He added that with the UPA-Left Committee on nuclear deal slated to meet on October 5 and October 14, "an attempt is being made to grapple with the issues which we have posed before the committee."
"We have put down our objections and they have replied to that. The process is going on but the government should not proceed till all the issues are resolved at the meeting," said Karat.
The CPI-M leader said that the Central Committee has authorised the Politburo to take 'appropriate measures' to ensure its stand was implemented. Asked what the appropriate measures would be, Karat said it would depend on the government's future course of action. "When the time comes, we will tell the nation," he said.

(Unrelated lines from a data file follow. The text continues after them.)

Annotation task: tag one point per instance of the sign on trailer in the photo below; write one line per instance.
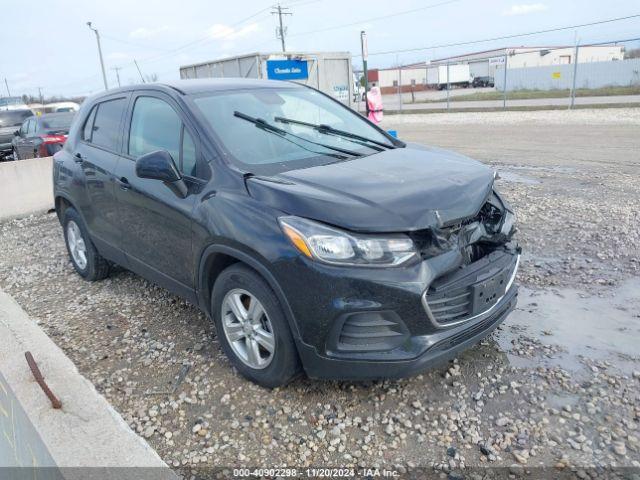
(287, 69)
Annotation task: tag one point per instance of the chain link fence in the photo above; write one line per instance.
(605, 74)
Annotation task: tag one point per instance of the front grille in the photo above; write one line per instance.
(371, 331)
(469, 333)
(471, 290)
(450, 306)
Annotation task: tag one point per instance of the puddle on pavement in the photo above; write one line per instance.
(509, 176)
(582, 325)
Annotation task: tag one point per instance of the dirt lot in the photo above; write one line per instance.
(556, 387)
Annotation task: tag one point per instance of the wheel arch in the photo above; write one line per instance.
(217, 257)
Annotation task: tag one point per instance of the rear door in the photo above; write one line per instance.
(155, 221)
(98, 153)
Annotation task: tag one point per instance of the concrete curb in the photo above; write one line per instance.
(27, 187)
(87, 431)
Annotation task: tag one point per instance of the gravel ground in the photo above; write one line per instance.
(524, 399)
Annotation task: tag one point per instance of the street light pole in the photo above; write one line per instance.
(280, 11)
(365, 54)
(104, 74)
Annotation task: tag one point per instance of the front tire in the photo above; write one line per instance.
(252, 328)
(85, 259)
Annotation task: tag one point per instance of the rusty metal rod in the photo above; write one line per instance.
(55, 403)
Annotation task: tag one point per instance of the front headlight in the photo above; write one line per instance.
(337, 247)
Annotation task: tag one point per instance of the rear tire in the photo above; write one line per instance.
(275, 361)
(84, 256)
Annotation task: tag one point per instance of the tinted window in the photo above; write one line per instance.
(88, 126)
(32, 127)
(25, 127)
(12, 118)
(188, 161)
(106, 126)
(154, 126)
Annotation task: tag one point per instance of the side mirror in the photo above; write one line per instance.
(159, 165)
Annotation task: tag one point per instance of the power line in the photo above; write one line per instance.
(200, 40)
(375, 19)
(504, 37)
(281, 32)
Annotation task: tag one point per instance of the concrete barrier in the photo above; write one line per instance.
(26, 187)
(84, 439)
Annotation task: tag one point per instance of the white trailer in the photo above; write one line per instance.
(330, 72)
(459, 76)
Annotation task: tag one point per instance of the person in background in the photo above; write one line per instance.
(374, 104)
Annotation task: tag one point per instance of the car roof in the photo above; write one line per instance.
(47, 116)
(201, 85)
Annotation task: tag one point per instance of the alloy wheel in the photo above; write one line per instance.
(248, 329)
(77, 247)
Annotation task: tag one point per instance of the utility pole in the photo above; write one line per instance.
(282, 30)
(365, 54)
(141, 77)
(504, 90)
(575, 74)
(117, 69)
(104, 74)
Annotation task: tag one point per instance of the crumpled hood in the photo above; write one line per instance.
(397, 190)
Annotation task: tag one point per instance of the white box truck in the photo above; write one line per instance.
(460, 76)
(330, 72)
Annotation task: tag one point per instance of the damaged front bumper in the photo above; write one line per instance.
(356, 325)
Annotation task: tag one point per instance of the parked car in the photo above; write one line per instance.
(60, 107)
(482, 82)
(12, 103)
(10, 120)
(41, 136)
(313, 239)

Karat added that the question of withdrawal of Left's support to the government over the deal was not discussed at the meeting of the Central Committee.
He said, "There will be more meetings. It will be unfair to say that this will not achieve anything. And we are very clear that they should not proceed to the next step without resolving issues at the meeting."
On Prime Minister Manmohan Singh's [Images] statement that the government will proceed with the deal irrespective of the Left's objections, Karat retorted, "I don't have the luxury of writing interpretations of what the prime minister wants and what we want."
He said that the decision of the Central Committee was unanimous and the UPA government should not proceed with its negotiations with the International Atomic Energy Agency.
Putting the government in the dock for 'violation' of the Common Minimum Programme, Karat said the party has taken serious objection to major 'departures' which were the result of its pursuit of a strategic partnership with the United States.